The operating agreement’s buyback is an aspect of the “pick your partner” principle – the idea that, like partners in a partnership, members in an LLC should not be forced to associate and do business with another member they don’t know and don’t want to be associated with. This principle is embodied in the distinction between an LLC member, who will have voting and management rights as well as economic rights, and an assignee (also called a “transferee”) that has only economic rights unless admitted as a member. Consistent with this principle, most LLC statutes only allow an assignee to be admitted as a member on the unanimous vote of the members, or as otherwise allowed by the operating agreement. E.g., S.C. Code Ann. § 33-44-503.
Of course the buyback provision of the Carolinian operating agreement goes further than merely keeping the purchaser at the foreclosure sale out of management. Buying back the purchaser’s interest completely ousts the purchaser from the LLC, so it would not even have economic rights, let alone management rights.
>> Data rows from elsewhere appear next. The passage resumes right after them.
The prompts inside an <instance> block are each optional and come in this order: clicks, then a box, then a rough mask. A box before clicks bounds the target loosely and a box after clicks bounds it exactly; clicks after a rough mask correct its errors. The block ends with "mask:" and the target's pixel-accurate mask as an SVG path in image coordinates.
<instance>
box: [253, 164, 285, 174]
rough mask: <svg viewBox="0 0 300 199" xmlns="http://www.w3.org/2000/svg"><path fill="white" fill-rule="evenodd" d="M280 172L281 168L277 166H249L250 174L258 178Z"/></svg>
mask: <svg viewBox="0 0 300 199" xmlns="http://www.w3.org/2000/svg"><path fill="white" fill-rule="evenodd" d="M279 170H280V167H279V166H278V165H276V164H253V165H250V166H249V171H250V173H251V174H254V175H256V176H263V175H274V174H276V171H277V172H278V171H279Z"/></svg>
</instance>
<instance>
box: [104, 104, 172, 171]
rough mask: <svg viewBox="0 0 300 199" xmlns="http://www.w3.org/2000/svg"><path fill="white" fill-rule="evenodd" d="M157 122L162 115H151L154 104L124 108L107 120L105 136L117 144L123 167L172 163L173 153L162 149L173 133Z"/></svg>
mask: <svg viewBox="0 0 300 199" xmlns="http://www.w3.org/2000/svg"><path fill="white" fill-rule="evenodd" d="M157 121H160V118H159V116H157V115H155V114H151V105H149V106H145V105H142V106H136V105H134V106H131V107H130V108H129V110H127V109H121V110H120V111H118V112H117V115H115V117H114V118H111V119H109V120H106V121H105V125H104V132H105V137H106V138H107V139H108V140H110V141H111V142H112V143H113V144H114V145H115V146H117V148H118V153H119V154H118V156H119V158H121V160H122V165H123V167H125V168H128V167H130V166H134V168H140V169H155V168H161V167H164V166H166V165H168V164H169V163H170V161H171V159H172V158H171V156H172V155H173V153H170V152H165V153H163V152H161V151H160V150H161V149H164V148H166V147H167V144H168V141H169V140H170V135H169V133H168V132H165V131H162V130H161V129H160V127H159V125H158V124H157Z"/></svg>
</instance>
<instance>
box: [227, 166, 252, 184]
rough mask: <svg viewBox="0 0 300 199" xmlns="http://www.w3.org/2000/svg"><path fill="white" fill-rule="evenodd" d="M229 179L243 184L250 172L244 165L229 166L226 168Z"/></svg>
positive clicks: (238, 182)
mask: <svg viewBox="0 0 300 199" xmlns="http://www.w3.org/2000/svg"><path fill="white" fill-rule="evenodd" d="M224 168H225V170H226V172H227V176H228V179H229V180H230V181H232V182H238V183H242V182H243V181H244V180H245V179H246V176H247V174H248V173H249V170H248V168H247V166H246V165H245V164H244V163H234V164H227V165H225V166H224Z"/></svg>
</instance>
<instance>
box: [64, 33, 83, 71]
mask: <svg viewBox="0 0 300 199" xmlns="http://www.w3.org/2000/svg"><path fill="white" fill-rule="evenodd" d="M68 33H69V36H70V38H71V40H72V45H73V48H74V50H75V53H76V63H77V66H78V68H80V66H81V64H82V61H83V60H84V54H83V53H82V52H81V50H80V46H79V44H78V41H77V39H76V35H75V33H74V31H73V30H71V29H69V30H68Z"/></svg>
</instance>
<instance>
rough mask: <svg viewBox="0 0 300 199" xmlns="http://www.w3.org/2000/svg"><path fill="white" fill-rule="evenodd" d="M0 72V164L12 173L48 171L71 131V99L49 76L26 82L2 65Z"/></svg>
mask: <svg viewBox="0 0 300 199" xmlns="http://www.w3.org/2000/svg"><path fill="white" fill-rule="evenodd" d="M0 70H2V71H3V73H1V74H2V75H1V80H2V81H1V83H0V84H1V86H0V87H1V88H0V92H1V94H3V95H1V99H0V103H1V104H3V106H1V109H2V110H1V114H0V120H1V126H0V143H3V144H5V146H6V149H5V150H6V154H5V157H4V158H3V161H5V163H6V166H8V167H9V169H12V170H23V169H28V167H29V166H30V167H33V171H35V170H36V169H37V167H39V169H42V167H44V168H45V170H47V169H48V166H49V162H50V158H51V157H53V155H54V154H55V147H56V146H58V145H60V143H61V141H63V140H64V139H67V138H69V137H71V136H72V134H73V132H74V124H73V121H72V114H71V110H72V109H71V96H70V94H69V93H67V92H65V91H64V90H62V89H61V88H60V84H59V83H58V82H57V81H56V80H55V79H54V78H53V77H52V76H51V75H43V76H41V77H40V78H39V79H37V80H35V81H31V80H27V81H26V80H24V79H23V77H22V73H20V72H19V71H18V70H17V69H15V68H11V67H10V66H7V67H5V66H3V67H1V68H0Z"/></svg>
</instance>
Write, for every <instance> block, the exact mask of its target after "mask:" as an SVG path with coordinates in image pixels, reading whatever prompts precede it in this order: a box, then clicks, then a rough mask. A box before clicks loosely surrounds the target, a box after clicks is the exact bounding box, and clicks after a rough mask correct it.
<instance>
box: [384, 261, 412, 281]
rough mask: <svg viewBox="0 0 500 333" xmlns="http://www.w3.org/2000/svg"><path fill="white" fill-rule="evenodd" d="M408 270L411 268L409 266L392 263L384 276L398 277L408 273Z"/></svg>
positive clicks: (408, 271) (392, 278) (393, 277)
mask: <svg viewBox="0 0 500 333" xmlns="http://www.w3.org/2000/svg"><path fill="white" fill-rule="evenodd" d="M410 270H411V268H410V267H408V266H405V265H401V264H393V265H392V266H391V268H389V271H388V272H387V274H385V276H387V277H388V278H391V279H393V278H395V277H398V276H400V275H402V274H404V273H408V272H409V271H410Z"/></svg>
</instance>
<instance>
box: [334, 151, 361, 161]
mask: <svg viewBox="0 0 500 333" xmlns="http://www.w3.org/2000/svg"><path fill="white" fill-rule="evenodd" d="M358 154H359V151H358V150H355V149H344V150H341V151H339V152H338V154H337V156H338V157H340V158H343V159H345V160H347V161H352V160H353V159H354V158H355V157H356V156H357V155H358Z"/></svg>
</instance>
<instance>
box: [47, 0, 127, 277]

The court’s analysis, however, focused in a literalistic way on the language of the operating agreement. The court’s analysis ran as follows: the Levys did not become transferees until after the foreclosure, consent for the sale was required by the operating agreement before the foreclosure, and therefore the Levys were not bound by the need for consent. But a transferee of a member’s interest takes no less and no more than the economic rights of the transferor. If the transferor’s LLC interest was subject to a repurchase right under certain circumstances before the transfer, then it would continue to be subject to the repurchase right after the transfer. The court ignored this basic principle of property rights. The repurchase right did not affect the rights of a third party; it applied to a transferee, the purchaser at the foreclosure sale.